Word quickly spread through the U.S. soccer community on Saturday morning: Not only was the Bundesliga coming back, but Gio Reyna was set to make his first league start for second-place Borussia Dortmund. The 17-year-old Reyna, son of former U.S. men’s captain Claudio Reyna and women’s national teamer Danielle Egan Reyna, broke into Dortmund’s first team over the winter, and the midfielder had fans salivating when he scored his first professional goal in February — a right-footed stunner against Werder Bremen in the DFB Pokal, or German Cup. Playing for a team with a well-earned reputation for player development — fellow American Christian Pulisic, who now plays for Chelsea in England, being one notable success story — Reyna’s trajectory appears bright. However, that first start will have to wait. He was pulled out of the lineup after suffering an injury during warm-ups.

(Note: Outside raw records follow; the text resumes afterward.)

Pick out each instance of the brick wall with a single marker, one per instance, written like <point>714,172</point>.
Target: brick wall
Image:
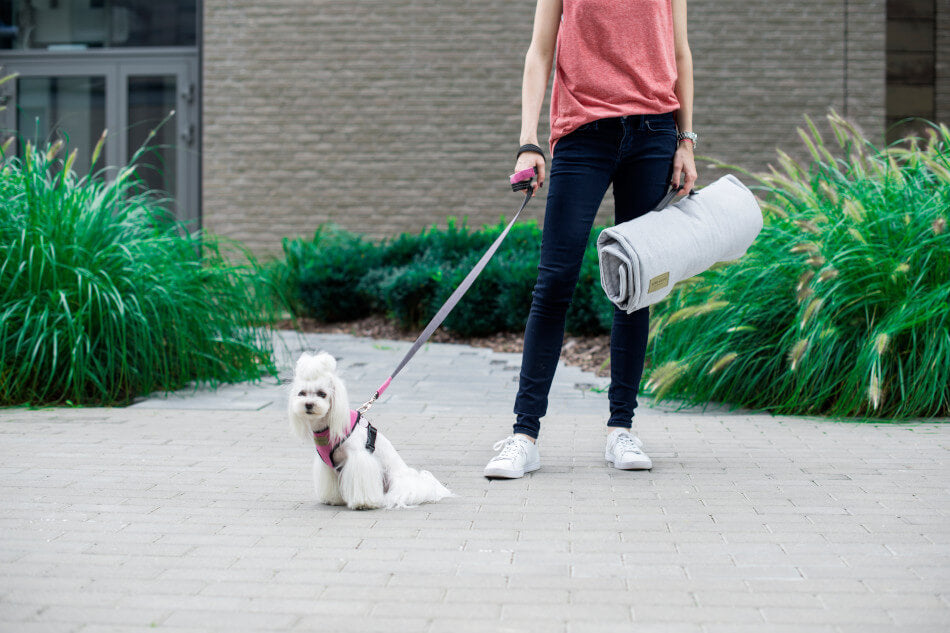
<point>388,116</point>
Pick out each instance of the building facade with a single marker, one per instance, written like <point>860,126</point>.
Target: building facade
<point>390,116</point>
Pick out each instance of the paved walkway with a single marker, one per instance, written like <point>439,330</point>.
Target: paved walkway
<point>195,513</point>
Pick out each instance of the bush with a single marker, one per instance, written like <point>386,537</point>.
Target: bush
<point>103,298</point>
<point>328,271</point>
<point>339,276</point>
<point>841,306</point>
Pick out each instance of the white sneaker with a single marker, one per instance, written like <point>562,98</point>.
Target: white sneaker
<point>623,452</point>
<point>517,457</point>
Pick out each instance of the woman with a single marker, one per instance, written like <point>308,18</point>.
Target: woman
<point>621,113</point>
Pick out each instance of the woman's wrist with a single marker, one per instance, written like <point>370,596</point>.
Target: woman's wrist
<point>530,147</point>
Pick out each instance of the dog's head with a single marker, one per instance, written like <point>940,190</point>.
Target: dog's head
<point>318,397</point>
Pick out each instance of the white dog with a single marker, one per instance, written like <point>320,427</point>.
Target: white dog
<point>355,465</point>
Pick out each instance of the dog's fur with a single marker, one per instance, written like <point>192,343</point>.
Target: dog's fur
<point>318,400</point>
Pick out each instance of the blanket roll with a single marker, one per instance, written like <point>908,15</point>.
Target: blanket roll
<point>640,260</point>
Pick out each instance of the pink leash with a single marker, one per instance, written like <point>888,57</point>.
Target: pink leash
<point>520,181</point>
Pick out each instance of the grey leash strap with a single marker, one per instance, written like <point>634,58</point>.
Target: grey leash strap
<point>461,290</point>
<point>448,305</point>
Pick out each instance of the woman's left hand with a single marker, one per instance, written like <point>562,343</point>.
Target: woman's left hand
<point>684,167</point>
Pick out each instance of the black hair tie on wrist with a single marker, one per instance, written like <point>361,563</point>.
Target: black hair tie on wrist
<point>529,147</point>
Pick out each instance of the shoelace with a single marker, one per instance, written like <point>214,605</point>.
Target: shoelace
<point>510,448</point>
<point>626,442</point>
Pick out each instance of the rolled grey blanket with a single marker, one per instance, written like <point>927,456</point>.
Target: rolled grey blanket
<point>642,259</point>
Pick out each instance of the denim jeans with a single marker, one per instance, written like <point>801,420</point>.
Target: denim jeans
<point>635,153</point>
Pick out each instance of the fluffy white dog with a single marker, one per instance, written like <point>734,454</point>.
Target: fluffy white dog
<point>355,465</point>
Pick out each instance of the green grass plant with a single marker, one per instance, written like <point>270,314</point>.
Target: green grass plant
<point>103,298</point>
<point>842,305</point>
<point>339,276</point>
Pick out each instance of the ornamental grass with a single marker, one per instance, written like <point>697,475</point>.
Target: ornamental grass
<point>842,305</point>
<point>103,298</point>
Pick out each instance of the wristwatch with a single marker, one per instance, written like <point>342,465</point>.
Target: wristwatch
<point>687,135</point>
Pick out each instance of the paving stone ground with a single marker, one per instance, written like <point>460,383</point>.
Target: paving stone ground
<point>194,512</point>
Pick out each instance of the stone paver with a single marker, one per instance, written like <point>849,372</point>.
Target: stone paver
<point>193,512</point>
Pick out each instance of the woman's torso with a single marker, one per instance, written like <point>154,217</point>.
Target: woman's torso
<point>614,58</point>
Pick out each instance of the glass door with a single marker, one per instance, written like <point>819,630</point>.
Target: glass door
<point>74,101</point>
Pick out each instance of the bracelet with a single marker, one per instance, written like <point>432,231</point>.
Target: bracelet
<point>687,136</point>
<point>530,147</point>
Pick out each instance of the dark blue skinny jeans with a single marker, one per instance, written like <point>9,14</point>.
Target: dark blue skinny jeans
<point>635,153</point>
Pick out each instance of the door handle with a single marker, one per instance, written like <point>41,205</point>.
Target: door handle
<point>188,136</point>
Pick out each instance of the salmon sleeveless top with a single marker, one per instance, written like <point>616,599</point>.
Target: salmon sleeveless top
<point>614,58</point>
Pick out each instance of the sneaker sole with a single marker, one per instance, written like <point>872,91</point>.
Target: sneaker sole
<point>632,465</point>
<point>500,473</point>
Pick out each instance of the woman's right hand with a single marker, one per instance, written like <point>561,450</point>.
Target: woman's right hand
<point>527,160</point>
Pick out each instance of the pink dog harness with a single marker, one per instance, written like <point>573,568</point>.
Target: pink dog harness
<point>325,448</point>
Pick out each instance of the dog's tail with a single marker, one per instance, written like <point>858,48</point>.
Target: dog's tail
<point>409,487</point>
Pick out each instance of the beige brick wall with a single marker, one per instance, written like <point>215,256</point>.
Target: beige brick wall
<point>388,116</point>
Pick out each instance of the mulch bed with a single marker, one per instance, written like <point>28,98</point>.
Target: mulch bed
<point>590,353</point>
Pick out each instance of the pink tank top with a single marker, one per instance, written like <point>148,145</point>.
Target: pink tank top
<point>614,57</point>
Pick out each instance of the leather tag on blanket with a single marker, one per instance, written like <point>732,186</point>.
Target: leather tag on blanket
<point>660,281</point>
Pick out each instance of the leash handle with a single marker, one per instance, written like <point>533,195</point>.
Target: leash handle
<point>522,180</point>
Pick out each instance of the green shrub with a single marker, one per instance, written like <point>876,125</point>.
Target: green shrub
<point>408,293</point>
<point>339,276</point>
<point>103,298</point>
<point>328,272</point>
<point>842,305</point>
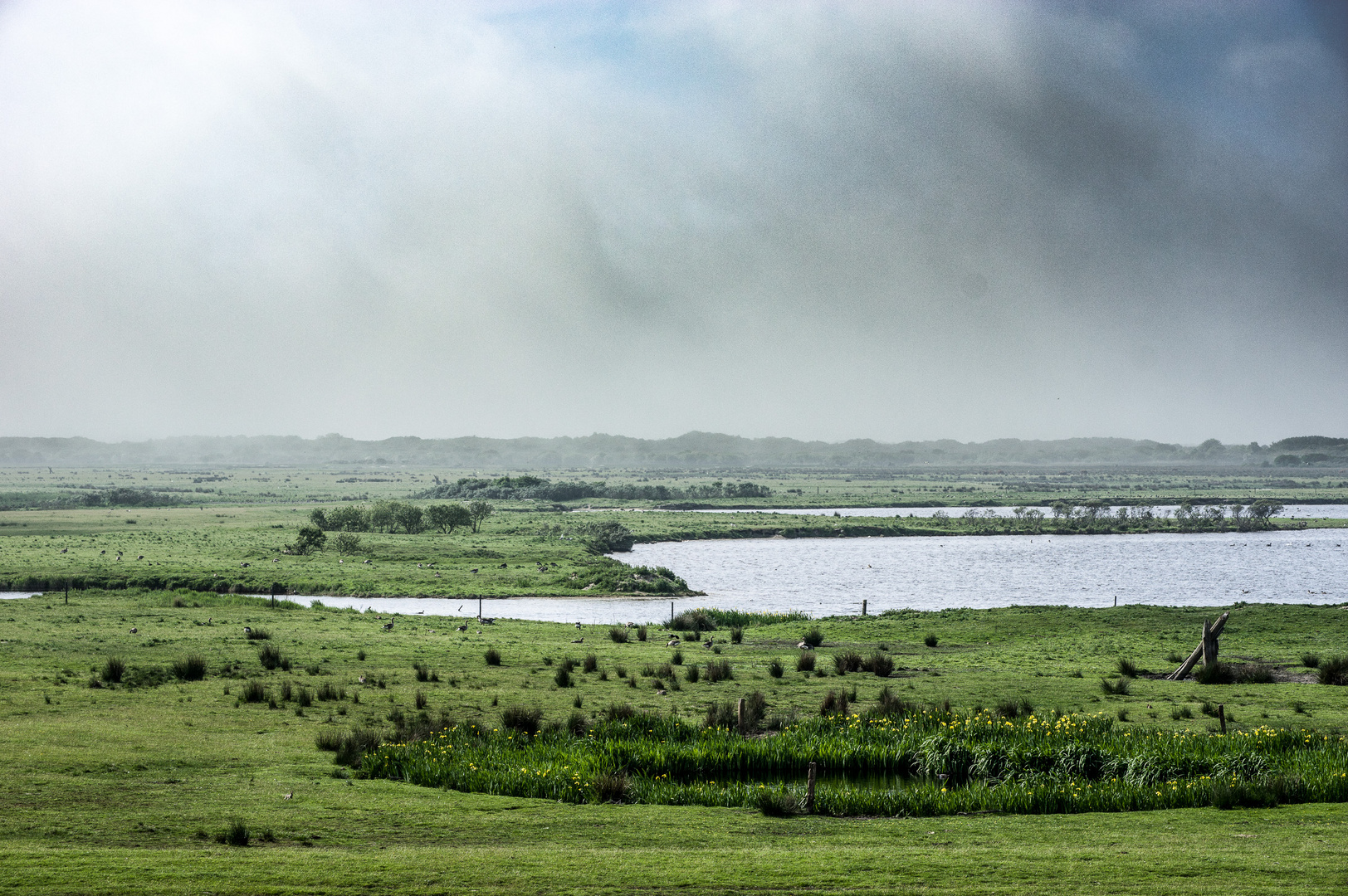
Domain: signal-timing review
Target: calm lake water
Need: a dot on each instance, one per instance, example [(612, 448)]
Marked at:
[(832, 576)]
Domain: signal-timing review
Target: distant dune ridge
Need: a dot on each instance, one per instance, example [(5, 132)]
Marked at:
[(688, 451)]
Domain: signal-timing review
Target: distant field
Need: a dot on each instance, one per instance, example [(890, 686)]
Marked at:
[(127, 787)]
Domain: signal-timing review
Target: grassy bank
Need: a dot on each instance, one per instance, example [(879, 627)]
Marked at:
[(127, 786)]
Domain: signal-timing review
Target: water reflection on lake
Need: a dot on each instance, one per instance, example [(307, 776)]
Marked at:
[(836, 574)]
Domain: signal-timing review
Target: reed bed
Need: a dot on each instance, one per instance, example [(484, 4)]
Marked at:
[(924, 763)]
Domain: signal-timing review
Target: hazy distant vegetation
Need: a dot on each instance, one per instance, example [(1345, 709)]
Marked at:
[(691, 450)]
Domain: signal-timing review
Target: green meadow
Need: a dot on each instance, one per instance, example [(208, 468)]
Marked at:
[(131, 786)]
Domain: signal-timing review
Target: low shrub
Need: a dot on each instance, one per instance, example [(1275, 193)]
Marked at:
[(190, 669), (523, 720), (114, 670)]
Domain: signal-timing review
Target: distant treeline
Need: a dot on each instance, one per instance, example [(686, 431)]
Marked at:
[(688, 451), (533, 488), (82, 499)]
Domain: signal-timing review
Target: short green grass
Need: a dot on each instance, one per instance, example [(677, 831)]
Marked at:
[(108, 788)]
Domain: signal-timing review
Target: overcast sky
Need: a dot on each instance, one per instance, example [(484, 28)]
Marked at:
[(896, 222)]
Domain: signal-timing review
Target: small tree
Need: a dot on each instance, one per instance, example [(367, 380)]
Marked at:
[(309, 539), (477, 512), (447, 518)]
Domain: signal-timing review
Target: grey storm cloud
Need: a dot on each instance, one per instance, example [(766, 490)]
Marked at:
[(894, 222)]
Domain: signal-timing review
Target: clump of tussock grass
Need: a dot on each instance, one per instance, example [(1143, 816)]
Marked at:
[(847, 662), (879, 665), (719, 671), (1014, 708), (114, 670), (778, 802), (1333, 671), (835, 704), (190, 669), (354, 744), (522, 720), (270, 658), (619, 712), (611, 787), (1121, 686), (1215, 674), (693, 621)]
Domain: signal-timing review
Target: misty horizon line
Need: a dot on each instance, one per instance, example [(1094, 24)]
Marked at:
[(695, 450)]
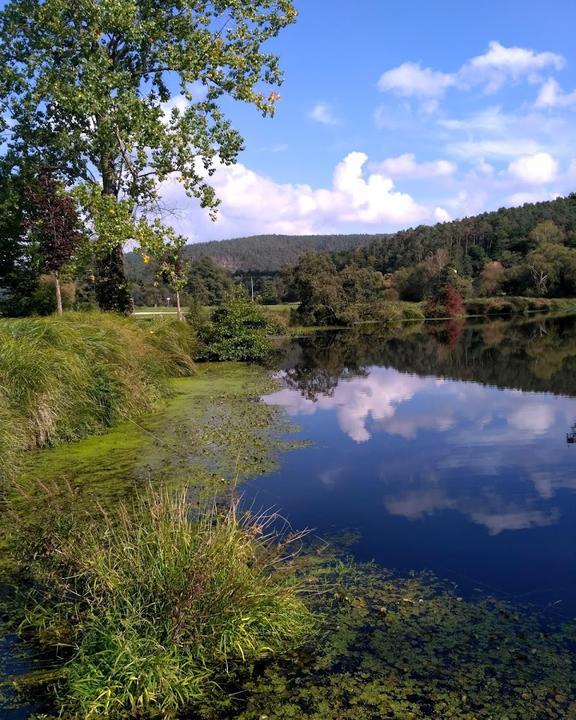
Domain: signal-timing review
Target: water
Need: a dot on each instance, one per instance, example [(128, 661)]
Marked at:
[(442, 449), (445, 449)]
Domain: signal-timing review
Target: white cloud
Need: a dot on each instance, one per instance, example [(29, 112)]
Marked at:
[(406, 166), (534, 418), (412, 80), (501, 64), (356, 400), (253, 203), (322, 113), (500, 148), (551, 95), (537, 169), (441, 215), (494, 68)]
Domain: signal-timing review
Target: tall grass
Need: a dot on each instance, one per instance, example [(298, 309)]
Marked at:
[(64, 378), (158, 604)]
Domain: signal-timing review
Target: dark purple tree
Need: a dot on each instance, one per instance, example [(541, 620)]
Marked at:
[(55, 226)]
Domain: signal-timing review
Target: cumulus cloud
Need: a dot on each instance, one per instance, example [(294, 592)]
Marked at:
[(356, 400), (537, 169), (493, 69), (551, 95), (254, 203), (412, 80), (500, 64), (322, 113), (406, 166)]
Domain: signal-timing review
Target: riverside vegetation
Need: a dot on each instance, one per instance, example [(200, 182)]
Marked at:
[(288, 630)]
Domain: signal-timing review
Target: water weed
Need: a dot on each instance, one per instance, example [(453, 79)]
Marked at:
[(62, 379)]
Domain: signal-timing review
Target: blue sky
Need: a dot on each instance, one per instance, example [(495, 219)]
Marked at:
[(393, 114)]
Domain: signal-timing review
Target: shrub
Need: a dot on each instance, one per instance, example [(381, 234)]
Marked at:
[(238, 330), (159, 604)]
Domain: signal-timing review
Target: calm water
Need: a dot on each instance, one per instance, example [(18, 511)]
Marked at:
[(446, 450)]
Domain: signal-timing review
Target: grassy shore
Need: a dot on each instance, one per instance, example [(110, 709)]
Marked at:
[(154, 605), (63, 379)]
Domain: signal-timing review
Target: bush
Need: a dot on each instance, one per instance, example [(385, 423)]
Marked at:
[(66, 378), (159, 605), (238, 330)]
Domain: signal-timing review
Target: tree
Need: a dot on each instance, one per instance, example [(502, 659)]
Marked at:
[(319, 288), (88, 87), (55, 225), (166, 247), (208, 283), (492, 277), (19, 269)]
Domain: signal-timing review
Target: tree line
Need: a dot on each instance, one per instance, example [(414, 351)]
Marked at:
[(102, 102)]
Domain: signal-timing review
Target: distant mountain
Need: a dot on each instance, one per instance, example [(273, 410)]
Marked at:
[(267, 253)]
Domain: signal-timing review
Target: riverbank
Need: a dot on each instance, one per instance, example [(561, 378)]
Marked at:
[(210, 435), (388, 645), (63, 379)]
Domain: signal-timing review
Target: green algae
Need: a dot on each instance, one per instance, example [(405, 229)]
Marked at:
[(410, 648), (212, 431), (404, 648)]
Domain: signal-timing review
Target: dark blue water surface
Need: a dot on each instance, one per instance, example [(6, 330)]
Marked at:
[(447, 449)]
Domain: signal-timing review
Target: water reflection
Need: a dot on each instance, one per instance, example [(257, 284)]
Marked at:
[(447, 450)]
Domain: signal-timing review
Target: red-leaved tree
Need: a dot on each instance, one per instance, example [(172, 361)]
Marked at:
[(55, 226)]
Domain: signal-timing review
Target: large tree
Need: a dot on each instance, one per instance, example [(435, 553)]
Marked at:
[(89, 86), (55, 225)]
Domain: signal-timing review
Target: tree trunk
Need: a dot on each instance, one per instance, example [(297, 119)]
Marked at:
[(58, 294), (111, 285)]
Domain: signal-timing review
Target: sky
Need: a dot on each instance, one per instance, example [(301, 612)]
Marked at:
[(394, 114)]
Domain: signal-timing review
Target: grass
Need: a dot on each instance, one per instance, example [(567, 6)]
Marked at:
[(62, 379), (158, 604)]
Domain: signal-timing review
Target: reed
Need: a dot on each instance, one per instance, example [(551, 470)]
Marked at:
[(159, 603), (62, 379)]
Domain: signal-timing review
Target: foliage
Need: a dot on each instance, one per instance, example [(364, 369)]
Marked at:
[(86, 89), (160, 603), (55, 227), (19, 260), (208, 283), (66, 378), (267, 254), (237, 330), (165, 246), (329, 296)]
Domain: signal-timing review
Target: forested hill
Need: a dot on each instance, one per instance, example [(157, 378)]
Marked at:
[(488, 234), (504, 234), (268, 253)]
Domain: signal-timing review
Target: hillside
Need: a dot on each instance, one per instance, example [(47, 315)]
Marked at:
[(268, 253)]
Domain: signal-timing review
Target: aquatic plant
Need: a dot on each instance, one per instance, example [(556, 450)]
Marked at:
[(65, 378), (158, 604), (408, 648)]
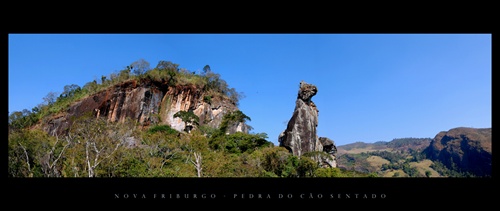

It’s Time To Shine For Americans On Struggling Teams
Not much has gone Werder Bremen’s way this season, and with just four wins in 25 games so far the team is almost certain to be relegated to the second division. That could prove to be a silver lining for 20-year-old striker Josh Sargent. The St. Louis native is expected to get a lot of playing time as the team looks to build toward the future. In his second year with the club, Sargent has three goals and two assists across 19 league games so far. Just above Bremen in the standings is Fortuna Dusseldorf, where veteran defensive midfielder Alfredo Morales has enjoyed a strong season. However, he might be without teammate Zack Steffen down the stretch. The first-choice U.S. goalie, 25, started the first 17 games of the season before suffering a knee injury. It’s unclear whether he will play again this year — or ever for Dusseldorf, as he’s on loan to the team from Manchester City, and the English team could elect to bring him back next season.
Business Continues On For American Standouts
The return to play wasn’t as memorable for Schalke 04, which fell to rival Dortmund 4-0 on Saturday, but one bright spot for the team remains center midfielder Weston McKennie. Just 21, the Texas native has already been a regular for Schalke for three years. And despite the weekend’s disappointing result, his team, which is coached by former U.S. national team player David Wagner, is in eighth place and knocking on the door to a spot in next year’s Europa League. One of the teams they’re chasing is sixth-place Wolfsburg, where 27-year-old John Brooks remains a staple in the central defense. Both players are key contributors to the national team, as well. Meanwhile, veteran defender Timothy Chandler (Eintracht Frankfurt) and winger Fabian Johnson (Borussia Mönchengladbach), teammates on the 2014 U.S. World Cup team, continue to be contributors for their teams as well.